If you mis-judge with your training and prevention and he does start to mouth. Just stand up and stand still until it stops. Then give him a treat and continue with a food toy or a training game.

If you are concerned about his behavior you can get a puppy consult with a veterinary behaviorist. (A vet that has special education in behavior). American Veterinary Society of Animal Behavior - AVSAB - Find An AVSAB Veterinarian


----------



## Mssjnnfer (Aug 9, 2009)

He's 7 week old and you say you've had him a week an a half? Isn't it illegal to send puppies home that early...

... Anyway. You have a golden... VERY mouthy dogs. Take it from me, stop holding him on the side and holding his jaw with your thumb. My old crap vet told me that and I did it for several months, making him WAY WORSE. I feel so guilty about all that stuff now. It doesn't work. Seriously.

Enroll in a good socialization puppy class.


----------



## nixietink (Apr 3, 2008)

fostermom said:


> Welcome to GRF!
> 
> He's only 7 weeks old, so every behavior he is displaying is totally normal for that age. It's okay to remove him (though better to remove yourself, but I can see why you have to do it the other way around right now) when he gets overly rambunctious. Basically, it's telling him that the behavior he is displaying makes you go away. I do disagree with holding him down on his side. That is considered an alpha roll and can actually make him fearful of you and erode his trust in you. Also, rather than holding his jaw when he is biting at you, I would give him an appropriate item for him to mouth. Goldens are retrievers, so they are more mouthy and bitey than a lot of breeds. The idea is to teach him what he IS allowed to bite and chew on.
> 
> He is pretty young to worry about using a leash on. You could probably buy a small dog leash if you want to use one for now. A regular dog leash is pretty heavy for a 7 week old puppy.


I agree with all this. Also, it seems as though he was taken from his littermates way too early. He might not have had a chance to learn proper bite inhibition. This means you have a lot of work to teach him the appropriate behaviors and to make sure he gets PLENTY of socialization.

But retrievers are little land sharks for quite awhile, so normal.


----------



## Chloe Braun (Aug 21, 2010)

Here are training tips to avoid barking, biting, etc.

1. Fill up a can or bottle with coins or rocks... every time your puppy starts to do unwanted behavior, shake the can/bottle. They hate the rattling sound.

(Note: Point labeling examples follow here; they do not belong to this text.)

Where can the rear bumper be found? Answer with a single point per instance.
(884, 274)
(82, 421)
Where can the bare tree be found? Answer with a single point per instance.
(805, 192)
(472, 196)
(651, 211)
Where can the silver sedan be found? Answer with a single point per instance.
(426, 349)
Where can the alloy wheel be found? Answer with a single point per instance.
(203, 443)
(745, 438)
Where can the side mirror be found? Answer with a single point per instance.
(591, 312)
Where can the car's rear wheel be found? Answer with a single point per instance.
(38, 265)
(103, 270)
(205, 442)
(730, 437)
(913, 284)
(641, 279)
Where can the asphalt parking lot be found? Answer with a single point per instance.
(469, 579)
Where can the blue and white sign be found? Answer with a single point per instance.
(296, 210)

2. Sprit spray with water when unwanted behavior is made.

3. Make sure to reward good behavior.

Good luck! =)


----------



## Mssjnnfer (Aug 9, 2009)

Chloe Braun said:


> Here are training tips to avoid barking, biting, etc.
> 
> 1. Fill up a can or bottle with coins or rocks... every time your puppy starts to do unwanted behavior, shake the can/bottle. They hate the rattling sound.
> 
> ...


These aren't just mean... but they're negative reinforcement. More likely to make the situation worse. Goldens (most dogs) respond better to positive reinforcement. Why would you want to make a sound that will hurt your puppy's ears... or spritz him with water?


----------



## RedDogs (Jan 30, 2010)

SUPER close... it's actually "positive punishment" (..."adding something to decrease the frequency of the behavior").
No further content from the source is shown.